Look at it this way. Put as many planes in the sky as there are cars on the road and then tell me if the stats on deaths in plane accidents go up.
Of course they would. Because there would be more people traveling in planes. Yet still, fewer people would die than die in planes than die in cars. Because proportionately, you're still less likely to die in plane travel than car travel. Cars are more dangerous than planes.
You seem to think I'm getting confused by the fact that people spend more time in cars than they do in planes. Don't worry, I get that. That's why we're not talking total deaths per year. We're not talking total accidents or total vehicles or anything else. We're talking deaths
per mile traveled.
If you travel 100 miles in a car, any car, anywhere, at any time, regardless of how many cars on the road or how many people in your vehicle or anything else, you are more likely to die than you are traveling 100 miles in a plane.
Let's try it another way. For simplicity sake, let's say 10 people travel in planes a year, and they each travel 10 miles. So altogether, that's 100 miles. Let's say (hypothetically) that out of those, 1 person dies. Now let's say 100 people travel in cars every year, and they each travel 100 miles. Altogether, that's 10,000 miles. If cars and plane were equally dangerous, then 100 of those people would die, because altogether people are traveling 100 times more in cars than in planes.

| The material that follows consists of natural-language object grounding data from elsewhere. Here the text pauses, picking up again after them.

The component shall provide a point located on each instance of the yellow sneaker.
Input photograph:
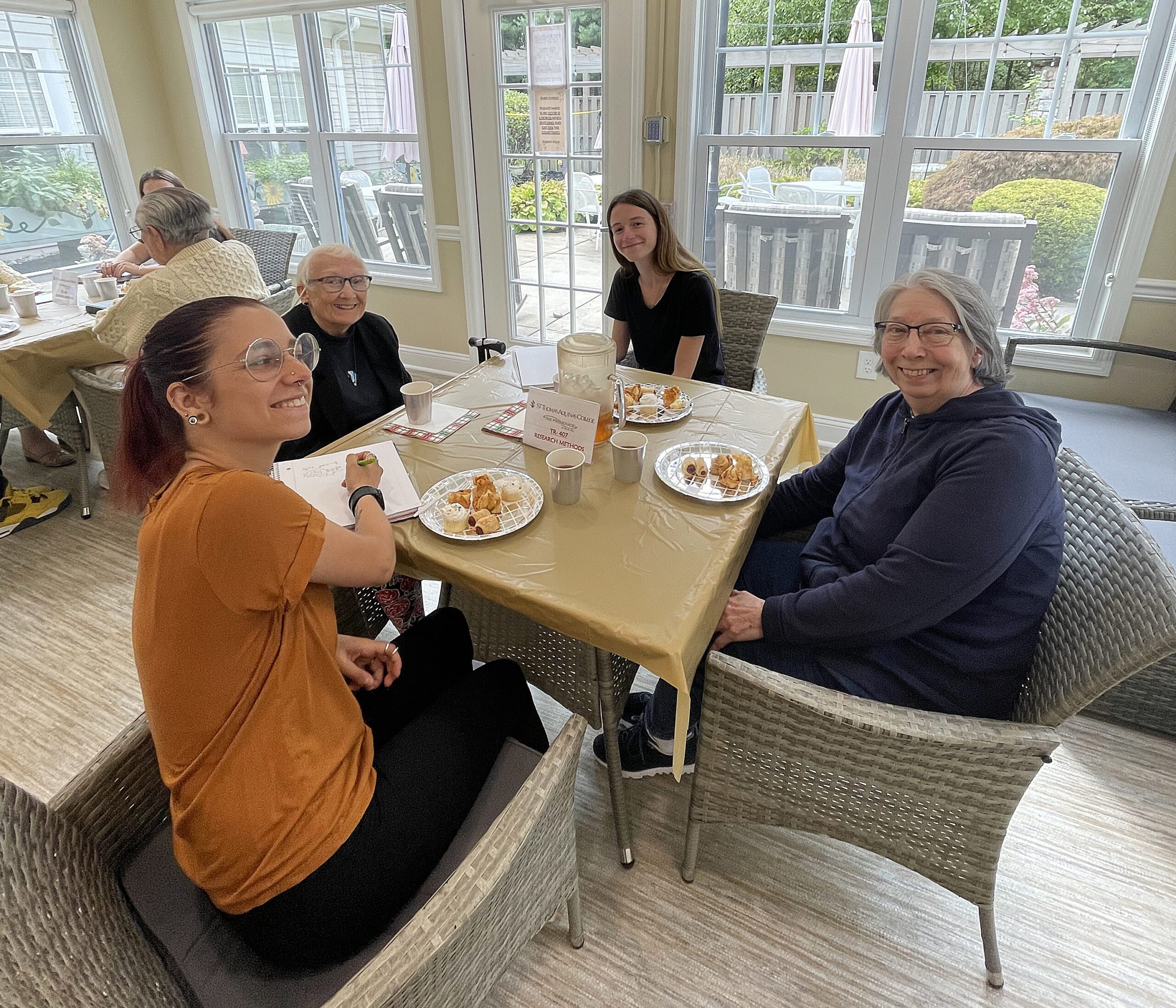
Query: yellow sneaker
(20, 509)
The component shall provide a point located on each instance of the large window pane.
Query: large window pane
(384, 202)
(37, 95)
(261, 76)
(785, 221)
(53, 207)
(368, 70)
(1021, 224)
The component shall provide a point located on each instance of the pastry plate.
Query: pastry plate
(633, 413)
(513, 517)
(669, 471)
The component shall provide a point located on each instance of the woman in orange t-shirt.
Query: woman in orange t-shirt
(316, 779)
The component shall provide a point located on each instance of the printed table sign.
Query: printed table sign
(65, 287)
(554, 421)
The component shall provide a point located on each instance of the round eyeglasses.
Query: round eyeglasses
(931, 334)
(333, 285)
(264, 358)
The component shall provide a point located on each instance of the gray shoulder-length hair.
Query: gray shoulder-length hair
(181, 217)
(972, 306)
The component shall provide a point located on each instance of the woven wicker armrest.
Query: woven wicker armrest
(503, 892)
(119, 800)
(1153, 511)
(784, 698)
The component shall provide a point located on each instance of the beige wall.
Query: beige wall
(144, 56)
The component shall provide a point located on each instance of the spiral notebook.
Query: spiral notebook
(319, 481)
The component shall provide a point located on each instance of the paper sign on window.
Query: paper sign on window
(548, 52)
(551, 123)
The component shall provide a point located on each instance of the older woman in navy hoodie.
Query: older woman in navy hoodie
(938, 541)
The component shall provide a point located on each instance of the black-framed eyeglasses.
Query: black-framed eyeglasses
(931, 334)
(333, 285)
(264, 358)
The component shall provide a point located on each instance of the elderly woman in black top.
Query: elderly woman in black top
(359, 373)
(356, 380)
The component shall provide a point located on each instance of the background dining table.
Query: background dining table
(32, 378)
(637, 570)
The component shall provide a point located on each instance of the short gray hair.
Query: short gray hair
(304, 268)
(181, 217)
(973, 307)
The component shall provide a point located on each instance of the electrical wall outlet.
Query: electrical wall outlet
(868, 365)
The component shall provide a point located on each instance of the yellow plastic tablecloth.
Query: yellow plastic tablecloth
(637, 570)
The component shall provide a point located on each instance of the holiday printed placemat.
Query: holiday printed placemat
(446, 420)
(505, 423)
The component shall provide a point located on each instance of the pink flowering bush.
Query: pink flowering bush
(1035, 313)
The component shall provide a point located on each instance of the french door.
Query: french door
(555, 116)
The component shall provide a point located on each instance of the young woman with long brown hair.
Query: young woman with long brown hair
(662, 303)
(316, 779)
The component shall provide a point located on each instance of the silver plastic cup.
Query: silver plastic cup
(418, 402)
(26, 304)
(566, 470)
(628, 456)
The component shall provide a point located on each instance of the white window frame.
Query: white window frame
(193, 16)
(1141, 176)
(96, 104)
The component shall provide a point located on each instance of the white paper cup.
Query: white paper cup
(628, 456)
(26, 304)
(418, 402)
(565, 470)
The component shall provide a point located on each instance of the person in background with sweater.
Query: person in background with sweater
(938, 543)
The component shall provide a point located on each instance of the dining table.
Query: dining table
(637, 570)
(33, 378)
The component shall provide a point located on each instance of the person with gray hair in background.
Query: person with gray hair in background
(938, 537)
(175, 224)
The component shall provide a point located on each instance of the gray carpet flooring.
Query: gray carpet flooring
(1086, 902)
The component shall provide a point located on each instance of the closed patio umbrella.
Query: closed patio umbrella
(400, 110)
(853, 98)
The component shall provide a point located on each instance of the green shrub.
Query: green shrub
(1067, 215)
(517, 106)
(555, 202)
(974, 172)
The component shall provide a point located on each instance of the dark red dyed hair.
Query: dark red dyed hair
(152, 442)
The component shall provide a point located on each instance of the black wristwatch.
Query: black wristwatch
(365, 492)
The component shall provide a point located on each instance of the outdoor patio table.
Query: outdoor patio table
(634, 570)
(33, 378)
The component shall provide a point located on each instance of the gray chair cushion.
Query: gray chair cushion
(1133, 450)
(221, 972)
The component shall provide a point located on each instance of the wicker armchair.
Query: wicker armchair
(937, 792)
(745, 318)
(71, 938)
(273, 250)
(588, 681)
(68, 424)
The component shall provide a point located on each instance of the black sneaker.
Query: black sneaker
(635, 705)
(639, 758)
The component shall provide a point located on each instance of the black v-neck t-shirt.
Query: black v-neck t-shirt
(687, 309)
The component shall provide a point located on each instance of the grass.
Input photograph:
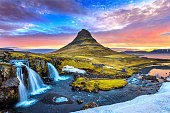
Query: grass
(89, 84)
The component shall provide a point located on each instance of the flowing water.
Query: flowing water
(53, 72)
(22, 89)
(36, 85)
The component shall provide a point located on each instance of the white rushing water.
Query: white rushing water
(22, 89)
(23, 94)
(35, 83)
(53, 72)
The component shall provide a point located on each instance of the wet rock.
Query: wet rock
(161, 80)
(152, 91)
(80, 101)
(149, 77)
(90, 105)
(56, 99)
(96, 90)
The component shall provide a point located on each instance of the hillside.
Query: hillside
(85, 44)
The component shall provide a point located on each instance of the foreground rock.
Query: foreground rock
(95, 84)
(90, 105)
(56, 99)
(158, 102)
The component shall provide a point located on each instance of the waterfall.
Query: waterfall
(22, 89)
(53, 72)
(35, 84)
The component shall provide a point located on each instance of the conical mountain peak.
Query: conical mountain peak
(83, 36)
(85, 44)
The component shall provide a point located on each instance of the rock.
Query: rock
(149, 77)
(56, 99)
(80, 101)
(161, 80)
(90, 105)
(152, 91)
(96, 90)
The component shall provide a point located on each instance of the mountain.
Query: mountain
(37, 50)
(85, 44)
(156, 51)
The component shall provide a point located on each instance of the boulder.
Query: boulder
(90, 105)
(80, 101)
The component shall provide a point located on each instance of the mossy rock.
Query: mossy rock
(93, 84)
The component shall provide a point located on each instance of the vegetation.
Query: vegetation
(92, 84)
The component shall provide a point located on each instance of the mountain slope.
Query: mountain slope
(85, 44)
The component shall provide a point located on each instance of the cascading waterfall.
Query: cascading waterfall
(53, 72)
(22, 89)
(35, 83)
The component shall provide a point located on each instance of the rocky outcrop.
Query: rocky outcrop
(90, 105)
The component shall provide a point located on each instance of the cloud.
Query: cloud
(165, 33)
(10, 11)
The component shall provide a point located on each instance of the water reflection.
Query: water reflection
(160, 72)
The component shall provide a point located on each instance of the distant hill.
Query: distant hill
(156, 51)
(85, 44)
(37, 50)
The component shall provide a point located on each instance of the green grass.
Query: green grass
(89, 84)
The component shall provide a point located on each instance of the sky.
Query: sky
(51, 24)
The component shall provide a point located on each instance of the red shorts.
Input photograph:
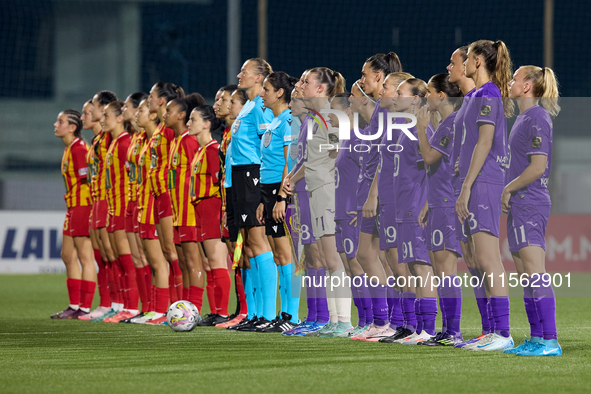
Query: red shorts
(115, 223)
(131, 217)
(76, 223)
(148, 231)
(176, 239)
(185, 234)
(100, 211)
(207, 216)
(162, 207)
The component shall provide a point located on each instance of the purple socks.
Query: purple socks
(311, 295)
(379, 304)
(545, 302)
(357, 295)
(396, 316)
(322, 315)
(450, 299)
(532, 315)
(408, 310)
(419, 328)
(481, 301)
(366, 300)
(428, 309)
(500, 310)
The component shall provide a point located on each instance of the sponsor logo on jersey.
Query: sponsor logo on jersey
(267, 139)
(485, 110)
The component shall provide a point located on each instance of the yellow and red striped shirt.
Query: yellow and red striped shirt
(204, 172)
(182, 152)
(117, 182)
(75, 171)
(97, 157)
(159, 158)
(227, 137)
(145, 199)
(135, 146)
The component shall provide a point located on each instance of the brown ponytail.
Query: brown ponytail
(497, 62)
(545, 86)
(333, 79)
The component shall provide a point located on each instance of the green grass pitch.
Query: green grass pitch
(41, 355)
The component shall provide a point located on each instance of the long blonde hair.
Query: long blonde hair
(499, 66)
(545, 86)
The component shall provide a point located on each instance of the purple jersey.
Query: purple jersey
(440, 192)
(373, 158)
(363, 183)
(302, 153)
(457, 140)
(531, 135)
(485, 106)
(346, 174)
(386, 166)
(409, 178)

But in fact, according to statistics,
more than 100 people would die. Because there are more deaths
per mile in cars.
Now let's try it still one more way: If people spent exactly as much time in planes as in cars, if there were exactly as many planes as cars, as many people in them, or however else you'd like to equalize it, more people would die in cars.
Plane travel
seems more dangerous because you're in the air. But in fact, it's less.